Big Island residents still reeling from the aftermath of Iselle can take heart. More relief supplies are on the way through the American Red Cross.
Many were upset Tuesday morning when they went to the Hawaii Red Cross shelter in Pahoa, only to find out volunteers had run out of most supplies, like batteries, water and tarps.
Volunteers say supplies were limited and thus difficult to get.
“We bought just about everything we could find on the island so we’re shipping other items over,” said Denise Everhart, Hawaii Red Cross. “Home Depot has helped us, Walmart is helping us, a few other companies are helping us by donating items and we’ve had some air freight donated, so we’re flying some supplies over.”
The Red Cross says a barge with supplies could have arrived earlier, but was diverted to rescue the crew of the sailboat that was caught in Hurricane Julio.
Supplies will continue to be distributed Wednesday at the following times and locations:
- Pahoa Community Center parking lot – 15-2910 Puna Road, Pahoa (10 a.m.-6 p.m.)
- Puna Covenant Church – 16-647 Old Volcano Road, Keaau (10 a.m.-1 p.m.)
The Hawaii Red Cross also has a shelter open at the Pahoa Community Center to support the individuals and families impacted by the storm.
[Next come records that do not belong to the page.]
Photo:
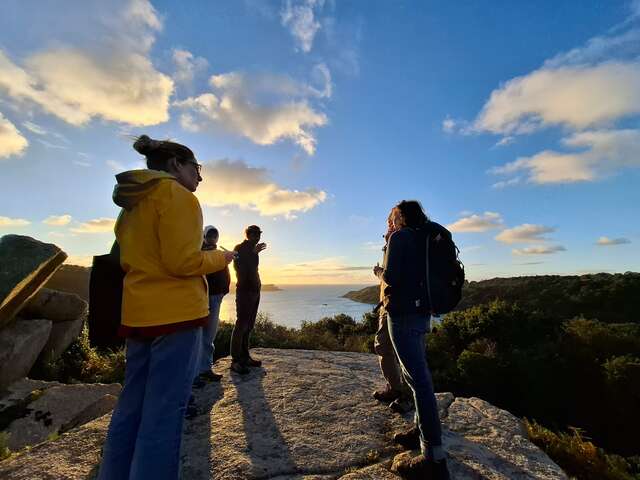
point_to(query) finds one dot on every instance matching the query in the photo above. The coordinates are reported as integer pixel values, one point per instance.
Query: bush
(81, 363)
(579, 457)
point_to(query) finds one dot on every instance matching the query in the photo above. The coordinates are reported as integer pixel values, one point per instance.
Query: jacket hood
(134, 185)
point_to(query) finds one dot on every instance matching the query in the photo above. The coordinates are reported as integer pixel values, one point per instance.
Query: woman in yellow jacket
(164, 306)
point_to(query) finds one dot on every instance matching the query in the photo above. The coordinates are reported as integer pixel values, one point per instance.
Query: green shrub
(83, 363)
(4, 449)
(578, 456)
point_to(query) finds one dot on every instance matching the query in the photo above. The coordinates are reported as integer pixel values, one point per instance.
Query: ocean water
(296, 303)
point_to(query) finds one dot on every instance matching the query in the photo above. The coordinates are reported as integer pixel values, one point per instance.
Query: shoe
(402, 405)
(239, 368)
(420, 467)
(252, 362)
(210, 376)
(409, 439)
(387, 395)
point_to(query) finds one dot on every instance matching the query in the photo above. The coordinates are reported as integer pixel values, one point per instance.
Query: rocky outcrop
(25, 265)
(306, 415)
(55, 306)
(48, 320)
(20, 344)
(33, 410)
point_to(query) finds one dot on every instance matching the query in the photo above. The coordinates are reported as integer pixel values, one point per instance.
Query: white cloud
(57, 220)
(187, 66)
(98, 225)
(300, 18)
(606, 241)
(477, 223)
(229, 183)
(525, 233)
(507, 183)
(113, 79)
(540, 250)
(600, 153)
(11, 140)
(34, 128)
(263, 108)
(13, 222)
(448, 125)
(578, 97)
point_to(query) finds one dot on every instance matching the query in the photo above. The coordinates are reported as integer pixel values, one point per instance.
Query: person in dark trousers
(218, 287)
(408, 317)
(247, 298)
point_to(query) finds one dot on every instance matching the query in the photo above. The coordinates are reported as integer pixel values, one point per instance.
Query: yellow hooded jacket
(159, 231)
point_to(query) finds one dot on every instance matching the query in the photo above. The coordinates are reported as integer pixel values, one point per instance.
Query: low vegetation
(575, 375)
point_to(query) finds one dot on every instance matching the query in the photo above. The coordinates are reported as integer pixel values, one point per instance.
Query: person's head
(211, 235)
(253, 232)
(172, 158)
(408, 213)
Residents needing to stay in the shelter will be provided with meals and a cot to sleep on and will also be able to take a shower and charge their phones at any time of the day.
Due to Hawaii’s isolation and vulnerability, the Red Cross recommends that people prepare their emergency kits for seven days and bring their emergency supplies with them to shelters.
Big Island damage assessment teams and caseworkers are continuing to visit the hardest-hit areas to determine what resources and assistance can be provided.
The organization is accepting donations to help with relief and recovery efforts. Click here for more information.
“The best way to donate is actually to donate money to the Red Cross because that way we can turn around and buy the supplies and get them out there in an orderly fashion,” Everhart said.